The Comprehensive Spending Review- key points
22nd October 2010
What follows is a brief summary of the headline cuts announced by George Osbourne in the CSR. You can read my views on the cuts here. A fair health warning- experts are still picking through the fine print of the CSR in order to work out what Osbourne didn't want to tell the Commons in his speech. Therefore this list is by necessity incomplete. We'll continue to learn more about the specific nature of cuts inside departments and councils over the coming weeks.
The Economic Impact
- Both Treasury and independent forecasts project the cuts will result in 1 million job losses- half from the public sector as a direct result of government cuts, and half from the private sector as a result of reduced demand
- £700 million more projected to be spent on unemployment and related benefits over the next 4 years
Education & Young People
- ‘Sports specialist status’ for secondary schools and colleges is likely to be abolished next week. This will mean Redbridge & St George’s lose £130,000 from their school budgets.

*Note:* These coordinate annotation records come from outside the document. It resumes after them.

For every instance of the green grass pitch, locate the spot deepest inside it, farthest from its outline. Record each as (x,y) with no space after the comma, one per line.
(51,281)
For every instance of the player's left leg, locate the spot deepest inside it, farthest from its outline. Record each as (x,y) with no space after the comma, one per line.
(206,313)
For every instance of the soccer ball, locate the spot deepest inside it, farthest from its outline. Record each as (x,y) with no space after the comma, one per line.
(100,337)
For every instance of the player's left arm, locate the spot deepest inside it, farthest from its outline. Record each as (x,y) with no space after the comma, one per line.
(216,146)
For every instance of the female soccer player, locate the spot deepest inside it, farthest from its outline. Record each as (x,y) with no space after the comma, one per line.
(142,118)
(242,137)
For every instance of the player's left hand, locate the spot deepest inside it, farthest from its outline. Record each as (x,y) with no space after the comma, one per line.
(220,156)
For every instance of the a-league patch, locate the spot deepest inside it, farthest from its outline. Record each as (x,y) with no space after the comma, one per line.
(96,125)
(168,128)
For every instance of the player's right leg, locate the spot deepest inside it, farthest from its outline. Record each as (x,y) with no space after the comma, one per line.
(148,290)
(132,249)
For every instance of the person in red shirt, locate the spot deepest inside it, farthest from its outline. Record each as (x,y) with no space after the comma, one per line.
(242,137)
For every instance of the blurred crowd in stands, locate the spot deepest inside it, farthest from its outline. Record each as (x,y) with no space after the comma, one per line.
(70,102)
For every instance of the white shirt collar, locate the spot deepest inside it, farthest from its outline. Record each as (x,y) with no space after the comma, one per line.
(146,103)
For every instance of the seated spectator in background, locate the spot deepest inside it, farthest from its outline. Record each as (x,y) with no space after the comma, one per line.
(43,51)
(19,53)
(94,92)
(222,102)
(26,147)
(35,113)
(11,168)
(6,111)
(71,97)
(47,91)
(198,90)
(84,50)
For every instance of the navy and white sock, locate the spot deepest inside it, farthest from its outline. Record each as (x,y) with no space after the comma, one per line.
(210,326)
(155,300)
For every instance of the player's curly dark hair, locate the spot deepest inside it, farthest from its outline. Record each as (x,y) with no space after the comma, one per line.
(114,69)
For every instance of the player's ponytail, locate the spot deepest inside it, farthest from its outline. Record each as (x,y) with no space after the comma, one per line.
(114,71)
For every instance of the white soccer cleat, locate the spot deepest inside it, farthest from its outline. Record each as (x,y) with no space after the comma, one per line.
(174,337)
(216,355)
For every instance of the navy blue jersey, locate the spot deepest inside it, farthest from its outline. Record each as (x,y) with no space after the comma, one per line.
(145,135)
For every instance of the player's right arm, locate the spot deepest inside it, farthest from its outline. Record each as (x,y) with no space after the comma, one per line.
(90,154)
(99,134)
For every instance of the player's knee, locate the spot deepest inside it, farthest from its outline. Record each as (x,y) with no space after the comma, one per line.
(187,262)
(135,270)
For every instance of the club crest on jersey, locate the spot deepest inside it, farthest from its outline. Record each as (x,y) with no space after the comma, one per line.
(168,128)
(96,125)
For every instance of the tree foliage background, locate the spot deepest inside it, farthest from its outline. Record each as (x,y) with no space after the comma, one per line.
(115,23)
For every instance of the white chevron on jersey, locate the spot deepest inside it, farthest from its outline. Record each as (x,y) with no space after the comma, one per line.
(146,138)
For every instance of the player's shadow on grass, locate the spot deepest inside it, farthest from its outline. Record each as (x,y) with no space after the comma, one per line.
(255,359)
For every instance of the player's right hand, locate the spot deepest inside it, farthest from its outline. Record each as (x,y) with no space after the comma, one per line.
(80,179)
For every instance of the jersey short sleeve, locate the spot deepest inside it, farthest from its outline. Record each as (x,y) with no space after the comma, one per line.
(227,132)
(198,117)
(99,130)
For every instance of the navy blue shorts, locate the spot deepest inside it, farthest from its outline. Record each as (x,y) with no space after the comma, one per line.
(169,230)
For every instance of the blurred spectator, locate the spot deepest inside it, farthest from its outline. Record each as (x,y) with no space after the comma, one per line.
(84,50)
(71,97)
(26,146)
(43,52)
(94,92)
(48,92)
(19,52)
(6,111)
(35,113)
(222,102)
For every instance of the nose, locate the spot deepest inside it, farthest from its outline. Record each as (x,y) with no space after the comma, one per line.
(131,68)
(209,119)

- Overall universities will lose 40% of their funding. In practice this amounts to a 75% cut in funding for teaching. Students and parents are expected to make up this shortfall via higher fees.
- Education & Maintenance Allowances have been axed completely.
- The amount of help you can claim for your childcare costs will be cut by 10%. This equates to a cut of up to £1560 a year.
- No action was taken to ameliorate the unfairness in child benefit cuts, where child benefit will still go to some £80,000 households but not to households with half that income
Health
- The roll-out of free prescriptions for all people with long-term health conditions has been scrapped
- The offer of one-to-one nursing care for people with cancer has been scrapped
- The one week guarantee for cancer tests has been scrapped (the Conservatives promised they would not scrap this guarantee before the election)
- It has been confirmed that 600 nursing posts will be cut by the Southampton University Hospital Trust.
Crime
- Front-line police funds will be cut by 20%. The Police Federation estimates this could result in 20,000 fewer police officers.
- There will be 10,000 additional redundancies amongst probation workers, prison officers and others responsible for reducing re-offending
Transport
- Grants to bus operators will be cut by 20%, and funding for local transport projects cut by 28%.
- The cap on regulated rail fares will be raised by 3% above inflation. In practice, that means most fares will rise by 31% and annual season tickets will cost £1000 more by 2015.
Councils
- Behind the headline DCLG cut of 25%, single tier authorities like Southampton face a 50% cut in their central grant, while county councils like Hampshire face a 44% cut.
- Southampton to lose £2 million in housing funding to wealthier towns under the Coalition’s housing incentives scheme.
Housing
- The fund for building new homes has been cut by 60%. Social landlords are expected to make up this difference through higher rents.
- Social landlords will now be allowed to charge up to 80% of market rents for new tenants. That’s on average 3 times higher than the previous social rent cap. For some homes this would mean a rent increase from £85 per week to £250 per week, or £9000 more a year annually.
- Anyone receiving housing benefit aged between 25-35 will now be paid a reduced rate and expected to live in a shared HMO (which the government has just removed many of the regulations for).
- Housing benefit will be cut by a further 10% for anyone who is out of work for more than a year- including people who are actively looking for work.
- Secure tenancies for council tenants are to be abolished and replaced with 5 or 10 year fixed agreements. If your circumstances change in that period- for example if you get a new job or your children leave home, you could face eviction.
- [pre-announced] ]Support for mortgage interest payments- to help families who have seen a sudden drop in income (i.e. a job loss) stay in their home- has been cut in half. SMI was paid at a fixed rate of 6.08%- it will now be paid at 3.6%.
- [pre-announced] from October 2011, Local Housing Allowance payments will be cut from being set at the median (50% mark) private sector rent in an area, to being set at the 30% mark of market rent in an area. This works out at cut of between £8-£29 per week for most renters in Southampton.
- Instead of increasing LHA payments in line with rents, LHA will now be increased at the lower measure of inflation (CPI) which has consistently risen below rents.
Pensions
- There will be a real terms cut in the saving credit. Age UK projects that the average pensioner will miss out on an extra £100.
- The savings credit freeze comes in to force before the re-linking of state pensions to earnings- increasing the impact on the poorest
- Age UK also confirms that the £2 billion in “additional funding” for social care in fact replaces a near identical cut made in local government budgets for the same purpose.
Climate change
- Funding for the new ‘Green Investment Bank has now been cut by 75%, which will drastically limit government investment in green jobs, technologies and anti-fuel poverty measures.
- The Carbon Reduction Commitment, which incentivised companies to reduce their carbon emissions, has effectively been abolished. Companies paid into a central CRC pot and were given a rebate related to how much they reduced their carbon emissions by. Now, they will pay into a CRC pot... but not get any rebate. Companies are already dubbing this as a ‘stealth carbon tax.’